Pourquoi les abeilles butinent-elles des nectars qu’elles savent contaminés ?
En effet, la raison pour laquelle des animaux ingèrent parfois des substances toxiques pouvant nuire à leur survie est encore à ce jour mal comprise. L’hypothèse la plus fréquente est que ce comportement est tout simplement causé par l’état de manque (de faim) de l’animal. C’est ce qu’on appelle la théorie du “budget énergétique”. Mais une autre approche serait que la consommation de “mauvais nectar” pourrait être causée non seulement par une absence de choix, mais aussi par un stress subi, créant un état “d’impuissance alimentaire“.
Ces deux théories ont été testées sur l’abeille domestique par Gabriela de Brito Sanchez et les chercheurs du Centre de Recherches sur la Cognition Animale à Toulouse. Leurs recherches, publiées dans la revue Scientific Reports, ont montré que des abeilles devant choisir entre une solution sucrée pure (qu’elles privilégient en temps normal) et cette même solution mélangée à une substance amère ou salée ont systématiquement privilégié la solution sucrée, et ce quelque soit leur budget énergétique.
Mais si, confrontées à une seule option alimentaire, elles finissent toujours par consommer des mélanges qu’elles auraient rejeté en temps normal, là encore quelque soit leur budget énergétique. Cette consommation est encore plus important si les abeilles sont enfermées avec la nourriture, créant ainsi un état de stress.
Pour l’équipe de Gabriela de Brito Sanchez, ce comportement illustre un cas typique “d’impuissance alimentaire”, où les abeilles ingèrent des substances aversives devant l’absence d’alternative.
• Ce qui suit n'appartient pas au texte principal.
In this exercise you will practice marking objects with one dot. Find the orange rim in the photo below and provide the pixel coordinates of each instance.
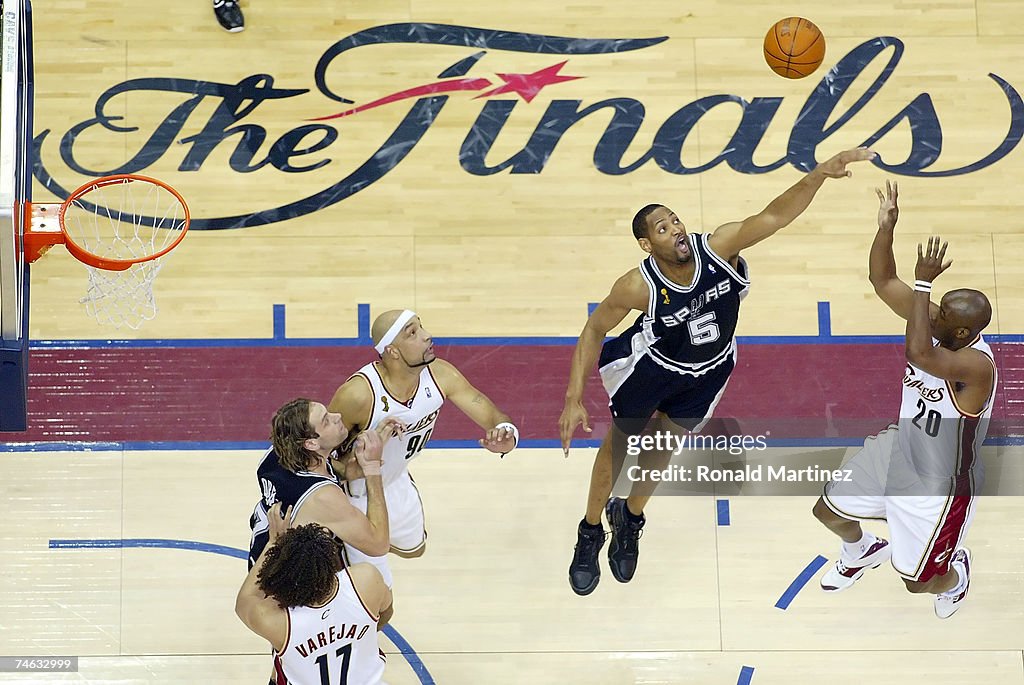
(108, 263)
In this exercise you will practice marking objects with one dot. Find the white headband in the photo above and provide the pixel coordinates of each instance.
(393, 332)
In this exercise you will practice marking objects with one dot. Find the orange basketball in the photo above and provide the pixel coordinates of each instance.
(795, 47)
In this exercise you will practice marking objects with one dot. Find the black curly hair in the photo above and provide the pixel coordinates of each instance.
(300, 568)
(640, 220)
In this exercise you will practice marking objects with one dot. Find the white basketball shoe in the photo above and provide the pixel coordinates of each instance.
(847, 571)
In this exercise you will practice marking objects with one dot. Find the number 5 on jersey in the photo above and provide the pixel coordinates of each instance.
(417, 443)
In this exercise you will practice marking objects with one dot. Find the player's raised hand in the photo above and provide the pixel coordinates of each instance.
(499, 440)
(930, 263)
(278, 523)
(836, 166)
(572, 415)
(888, 209)
(369, 450)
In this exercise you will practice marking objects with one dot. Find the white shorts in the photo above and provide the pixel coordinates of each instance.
(925, 530)
(406, 522)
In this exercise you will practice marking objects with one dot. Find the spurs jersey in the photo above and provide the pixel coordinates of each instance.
(941, 440)
(333, 643)
(279, 484)
(419, 415)
(691, 329)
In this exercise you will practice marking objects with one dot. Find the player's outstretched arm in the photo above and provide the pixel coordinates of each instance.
(502, 435)
(882, 263)
(629, 292)
(260, 613)
(374, 593)
(728, 240)
(965, 366)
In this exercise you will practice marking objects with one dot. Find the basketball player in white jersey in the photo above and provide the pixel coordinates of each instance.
(921, 475)
(675, 360)
(320, 616)
(410, 384)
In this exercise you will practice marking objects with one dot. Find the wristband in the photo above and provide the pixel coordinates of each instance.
(515, 434)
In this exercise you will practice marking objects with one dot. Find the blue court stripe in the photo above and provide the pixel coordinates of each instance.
(279, 323)
(280, 339)
(114, 543)
(195, 445)
(363, 324)
(407, 649)
(723, 512)
(824, 319)
(799, 583)
(526, 341)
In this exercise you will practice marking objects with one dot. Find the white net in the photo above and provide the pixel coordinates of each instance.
(129, 219)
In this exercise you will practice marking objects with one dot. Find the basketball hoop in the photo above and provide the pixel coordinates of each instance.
(120, 227)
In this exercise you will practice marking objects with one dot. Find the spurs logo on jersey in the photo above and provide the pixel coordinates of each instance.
(697, 303)
(419, 415)
(333, 643)
(279, 484)
(942, 440)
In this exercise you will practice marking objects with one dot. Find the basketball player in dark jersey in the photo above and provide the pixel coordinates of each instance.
(297, 472)
(676, 358)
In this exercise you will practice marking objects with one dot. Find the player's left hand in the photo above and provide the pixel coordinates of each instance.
(930, 262)
(836, 166)
(499, 440)
(278, 523)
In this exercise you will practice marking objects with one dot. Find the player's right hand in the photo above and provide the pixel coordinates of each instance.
(390, 427)
(573, 415)
(278, 522)
(369, 448)
(888, 209)
(835, 167)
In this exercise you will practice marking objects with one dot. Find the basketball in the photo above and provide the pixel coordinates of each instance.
(795, 47)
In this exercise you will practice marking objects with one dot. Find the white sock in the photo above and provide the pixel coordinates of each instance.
(857, 549)
(961, 571)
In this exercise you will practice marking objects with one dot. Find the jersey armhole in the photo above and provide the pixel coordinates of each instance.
(288, 634)
(373, 398)
(951, 387)
(351, 583)
(436, 384)
(724, 263)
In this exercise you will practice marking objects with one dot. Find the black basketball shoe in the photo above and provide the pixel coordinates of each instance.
(229, 15)
(624, 549)
(585, 571)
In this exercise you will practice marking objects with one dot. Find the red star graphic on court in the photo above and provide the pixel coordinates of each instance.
(528, 85)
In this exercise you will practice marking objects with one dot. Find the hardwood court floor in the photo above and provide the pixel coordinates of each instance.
(540, 246)
(489, 601)
(509, 255)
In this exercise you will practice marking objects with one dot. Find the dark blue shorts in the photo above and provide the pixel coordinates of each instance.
(638, 387)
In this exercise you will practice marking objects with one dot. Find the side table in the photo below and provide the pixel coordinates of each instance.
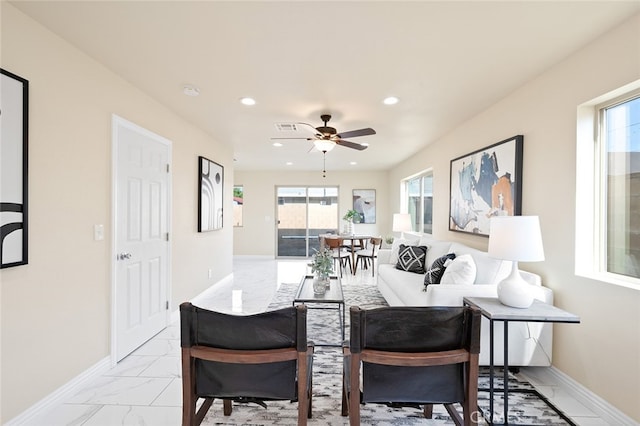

Ces résultats pourraient permettre de mieux comprendre les mortalités massives d’abeilles.
En effet, ils permettent de supposer un lien de causalité entre ce déclin et les pratiques agricoles mêlant monocultures et l’usage de produits chimiques dangereux. Face à cette absence de choix, les abeilles seraient en effet contraintes d’accepter de butiner des nectars toxiques, affectant aussi bien leur survie que celle de leur colonie.